J’ai achevé ce week-end la lecture de l’ouvrage que Pierre Rosavallon a consacré à « La Société des égaux » et je ne peux m’empêcher d’y trouver de fortes convergences avec la réflexion que je viens de conduire sur « l’idée socialiste ».
Qu’il s’agisse aussi bien de l’analyse de l’origine du « mal social » dont nous souffrons que des moyens d’y remédier. Il y aurait là d’autant plus matière à se réjouir que nous pourrions espérer circonscrire alors notre champ de recherche à quelques questions.
Le diagnostic, en premier lieu, est le même : la crise que traversent nos sociétés est le prolongement d’un processus historique. Et c’est en remontant une à une ses étapes que l’on pourra en comprendre le sens exact. Pour Rosanvallon, la promesse de la Révolution était bien celle d’une société d’égalité, égalité garantie par la disparition des privilèges, le respect de l’indépendance individuelle et la citoyenneté politique. Ainsi était assuré « le ciment » de la communauté. C’est pour contrer la menace que faisait peser sur cet équilibre la montée des inégalités sociales que fut construit l’Etat-Providence dans lequel un Bismarck, d’un côté, mais aussi de l’autre, un Bernstein ou un Jaurès, voyaient un gage de solidarité et par conséquent d’unité nationale. C’est ce triptyque qui fait aujourd’hui l’objet d’une remise en question nourrissant les mêmes pathologies : xénophobie, racisme, protectionnisme… A qui la faute ? Rosanvallon n’exonère pas, pas plus que je ne serais tenté de le faire, les tenants de politiques de solidarité « fragilisées de ne pas s’être appuyées sur une pensée suffisamment structurée de l’égalité ». C’est bien l’absence d’une théorie de l’égalité qui a facilité, une fois la crise venue, la délégitimation de l’Etat-Providence !
D’où l’urgence de reconstruire une « philosophie » du social pour faire pièce aux effets désastreux du recul de la solidarité et de la citoyenneté liés au double impact de l’individualisation et de la mondialisation.

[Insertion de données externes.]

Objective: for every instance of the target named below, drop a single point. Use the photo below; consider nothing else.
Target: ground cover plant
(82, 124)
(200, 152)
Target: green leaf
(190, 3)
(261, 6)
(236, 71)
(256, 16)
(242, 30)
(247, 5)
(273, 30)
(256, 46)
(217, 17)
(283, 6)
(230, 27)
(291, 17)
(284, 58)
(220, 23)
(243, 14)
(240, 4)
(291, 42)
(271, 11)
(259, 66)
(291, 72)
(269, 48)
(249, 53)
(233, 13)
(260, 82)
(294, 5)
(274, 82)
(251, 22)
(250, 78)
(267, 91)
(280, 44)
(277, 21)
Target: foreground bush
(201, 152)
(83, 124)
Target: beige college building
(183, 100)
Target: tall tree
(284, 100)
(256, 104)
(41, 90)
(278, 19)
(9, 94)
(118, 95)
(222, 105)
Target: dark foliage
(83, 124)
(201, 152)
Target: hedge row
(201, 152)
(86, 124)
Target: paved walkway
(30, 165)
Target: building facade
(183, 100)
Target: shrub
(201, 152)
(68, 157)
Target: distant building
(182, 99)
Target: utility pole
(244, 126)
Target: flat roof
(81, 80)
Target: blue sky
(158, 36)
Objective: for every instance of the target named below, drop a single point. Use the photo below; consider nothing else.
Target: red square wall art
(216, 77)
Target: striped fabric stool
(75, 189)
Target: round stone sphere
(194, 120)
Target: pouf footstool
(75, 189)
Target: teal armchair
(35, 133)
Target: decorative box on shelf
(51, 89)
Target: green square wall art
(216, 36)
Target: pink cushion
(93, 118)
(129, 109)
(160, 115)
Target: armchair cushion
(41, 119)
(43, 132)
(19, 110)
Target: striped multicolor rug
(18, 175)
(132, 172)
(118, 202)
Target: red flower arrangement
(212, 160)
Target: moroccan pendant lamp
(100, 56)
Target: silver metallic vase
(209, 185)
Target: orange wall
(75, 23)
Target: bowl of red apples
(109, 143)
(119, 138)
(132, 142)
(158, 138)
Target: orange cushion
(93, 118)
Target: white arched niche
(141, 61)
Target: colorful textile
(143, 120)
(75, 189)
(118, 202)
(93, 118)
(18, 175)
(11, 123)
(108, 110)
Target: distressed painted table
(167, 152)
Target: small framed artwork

Mais le remède, rappelle Rosanvallon, ne saurait venir que de la prise en compte de ce que ces phénomènes peuvent avoir, sinon de positif, du moins d’incontournable.
Ainsi, serait-il, selon lui, absurde de s’en prendre à « l’individualisme », qui constitue la caractéristique même de l’évolution de nos sociétés depuis deux siècles, de plus en plus marquées par la reconnaissance de l’autonomie de la personne humaine. Le problème est qu’à l’ »individualisme d’universalité » né en 1789 et fondé sur la reconnaissance de la similarité entre les hommes, a succédé un »individualisme » de la singularité, conséquence ultime de la fin des déterminismes religieux ou sociaux. Influencée par la logique du marché, cette transformation a débouché peu à peu sur une « concurrence généralisée » entre les individus, la priorité du consommateur sur le citoyen et du mérite (y compris symbolique, cf. le sport) sur l’égalité.
Loin de s’en désespérer, Rosanvallon voit dans ce processus une faille permettant de l’inverser, à savoir l’impossibilité de lier « cette société de la concurrence à une théorie de la justice », autrement dit une incapacité du système à se légitimer moralement !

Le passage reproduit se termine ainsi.